House Approves 6.3% Income Tax Cut

After weeks of studying the sweeping proposals from Gov. John Kasich in his executive budget for FY16-17, House Republicans unveiled their version Tuesday that largely strips out the proposed sales tax expansion to consultants and others as well as the severance, tobacco and CAT taxes and dedicates more money to school districts so that fewer will lose funds in the next biennium.

The House proposal will give a 6.3 percent across-the-board income tax cut beginning in Tax Year 2015 worth $1.2 billion over the biennium, which will lower the top tax rate to 4.997 percent. The substitute bill will also make the 75 percent small business tax deduction that was adopted by the 130th General Assembly permanent.
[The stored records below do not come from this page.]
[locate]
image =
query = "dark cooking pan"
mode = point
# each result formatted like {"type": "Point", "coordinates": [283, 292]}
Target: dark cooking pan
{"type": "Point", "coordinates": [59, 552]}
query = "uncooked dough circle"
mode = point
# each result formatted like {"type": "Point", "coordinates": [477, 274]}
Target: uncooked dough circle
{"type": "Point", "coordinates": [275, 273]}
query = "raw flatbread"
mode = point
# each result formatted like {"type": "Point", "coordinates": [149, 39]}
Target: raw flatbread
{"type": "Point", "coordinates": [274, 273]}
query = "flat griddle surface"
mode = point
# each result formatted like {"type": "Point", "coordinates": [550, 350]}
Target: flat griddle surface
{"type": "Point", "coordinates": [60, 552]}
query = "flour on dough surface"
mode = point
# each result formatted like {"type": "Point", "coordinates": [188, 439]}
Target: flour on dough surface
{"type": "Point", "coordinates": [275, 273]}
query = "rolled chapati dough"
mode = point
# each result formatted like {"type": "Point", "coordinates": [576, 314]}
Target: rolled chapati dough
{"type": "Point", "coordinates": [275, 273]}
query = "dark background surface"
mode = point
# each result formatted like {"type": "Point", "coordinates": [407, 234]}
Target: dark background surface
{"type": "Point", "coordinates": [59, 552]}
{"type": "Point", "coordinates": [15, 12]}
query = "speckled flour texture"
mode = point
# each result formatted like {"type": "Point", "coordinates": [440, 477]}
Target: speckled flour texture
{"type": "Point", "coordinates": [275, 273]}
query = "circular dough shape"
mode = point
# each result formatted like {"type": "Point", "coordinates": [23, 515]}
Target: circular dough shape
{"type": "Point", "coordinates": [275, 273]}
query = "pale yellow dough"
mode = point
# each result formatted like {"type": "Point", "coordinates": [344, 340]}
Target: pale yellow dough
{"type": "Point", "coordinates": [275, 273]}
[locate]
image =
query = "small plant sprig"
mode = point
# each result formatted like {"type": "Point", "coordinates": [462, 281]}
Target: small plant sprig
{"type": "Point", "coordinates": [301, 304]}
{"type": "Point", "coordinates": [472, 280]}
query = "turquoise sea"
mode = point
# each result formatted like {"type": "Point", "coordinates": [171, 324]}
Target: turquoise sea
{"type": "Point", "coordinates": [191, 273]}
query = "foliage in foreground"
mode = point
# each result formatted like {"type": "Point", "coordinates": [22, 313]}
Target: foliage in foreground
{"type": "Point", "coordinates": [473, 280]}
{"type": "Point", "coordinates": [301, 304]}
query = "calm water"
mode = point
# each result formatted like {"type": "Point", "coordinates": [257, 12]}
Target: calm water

House Speaker Cliff Rosenberger (R-Clarksville) says he believes in the direction Kasich is trying to take the state long term, but said he wanted to give businesses tax certainty and get everyone on the same page as they move along the path that Kasich has laid out in his executive budget.

 

 To that end, the substitute bill includes the creation of the 2020 Tax Policy Study Commission, which will examine the state’s tax policies in comparison to other states. Rosenberger said it will include members of the House and Senate as well as the tax commissioner and budget director to look at tax policies and make recommendations. Among the items that will be studied by the commission will be an increase in the severance tax, something Kasich has pushed for but which has been resisted by lawmakers and the oil and gas industry, who have argued for a much lower tax than proposed by the governor.